Desde que conheci Brasileiro em 1999 na Secretaria de Estado de Direitos Humanos, onde trabalhamos juntos durante alguns anos, pensei que a sua história daria um livro bem interessante. E isso porque eu sabia muito pouco sobre ele, somente que era um ex-presidiário. Mas dava pra ver que ele era um personagem rico e extremamente espirituoso, cheio de carisma e com um extraordinário senso de humor, o que fazia todo mundo rir a todo instante, pelas situações mais diferentes que surgiam no dia a dia daquela repartição pública tão movimentada e atuante àquela época.
Entretanto, eu não podia imaginar quão rica era a sua história.
A sua trajetória de vida nos apresenta um verdadeiro panorama de todas as facetas que um ser humano pode vivenciar, envolvendo um número tão variado, quanto complexo de pessoas de todas as classes, culturas, níveis de educação e, sobretudo, níveis de consciência.
À medida que ele foi me relatando suas experiências, fui descobrindo um mundo inacreditável de tanta força e crueza, momentos de horror e miséria, como atos de grandeza, sublime espírito de perdão e puro amor. A que níveis de degradação e baixeza se pode chegar e a que graus de tão elevado altruísmo e abnegação pode alçar o espírito humano! Como podem apresentar tão diferentes faces? Como podem cometer atos tão vis e perversos e mesmo assim continuarem entes humanos? E por que outros tantos, sendo tão simples e tendo vivido situações sociais análogas, podem apresentar exemplo de tanta sabedoria e generosidade?

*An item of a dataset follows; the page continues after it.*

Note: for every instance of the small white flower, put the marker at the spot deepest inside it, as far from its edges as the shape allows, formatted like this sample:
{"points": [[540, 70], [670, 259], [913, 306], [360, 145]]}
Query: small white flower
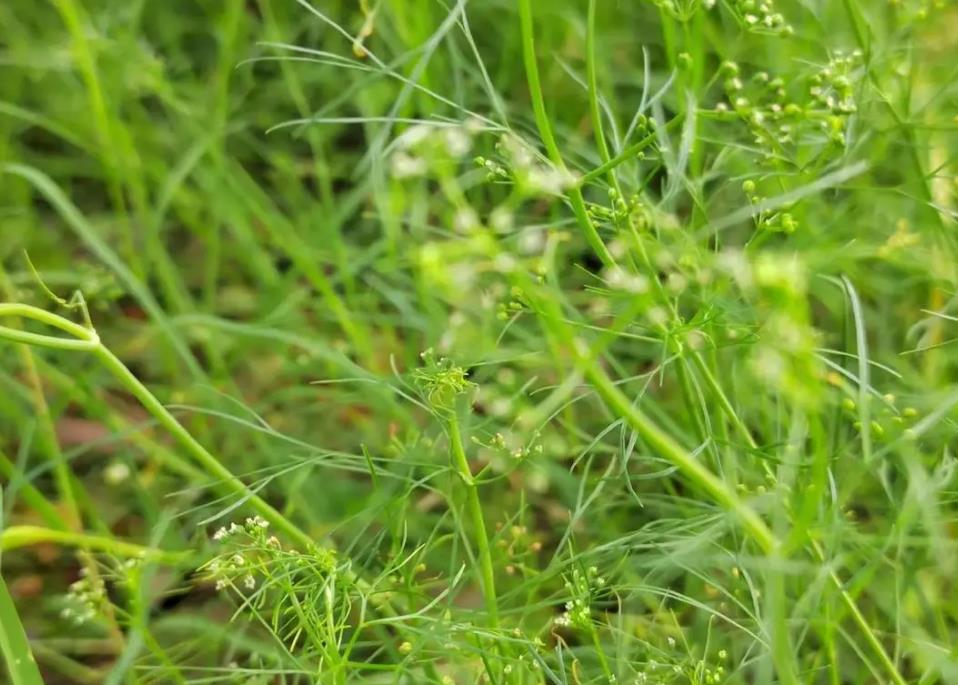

Na verdade, aprendi muito com essa experiência. Aprendi com cada personagem que aparece nas suas narrativas, como nos contatos que tive oportunidade de estabelecer. E o que pude constatar foi que as minhas convicções sobre os Direitos Humanos se reforçaram ainda mais. Pude comprovar o que pode ser mais importante para a nossa compreensão da natureza humana, que é o fato de que cada pessoa está em constante evolução e cada ato que pratica, seja o mais i+A8:T58gnóbil ou abjeto, não lhe tira nem diminui a sua condição humana. Pelo contrário, o habilita a aprender, seja pelo castigo imposto pelas leis, ou pelas conseqüências de suas ações em sua vida pessoal e em toda a sociedade. Vai aprender e vai se transformar. Essa transformação, entretanto, para que se efetue de maneira conduzida e programada, e nesse caso, pelo Sistema Penitenciário, demanda algumas pré-condições. Não será com a tortura, nem com o ódio, mas com educação, cultura, disciplina e respeito humano. Religião também é importante, mas sem fanatismo e sem prejudicar a capacidade de avaliação e crítica isenta da realidade. Tratamento psicológico e assistência social são imprescindíveis e mais adiante capacitação profissional e emprego.
É maravilhoso observar o processo de transformação de um ser humano, emergindo do caos moral a um estado de compreensão de si e de sua condição e partir daí para uma mudança de atitude perante a vida e a sociedade, começando lá de baixo, para se resgatar como cidadão.
Não quero me alongar mais nesta apresentação, mas vale dizer que a lição mais importante de toda essa história é que a que nos passa Dona Celina, como tantas outras sofridas mães– a lição do amor incondicional.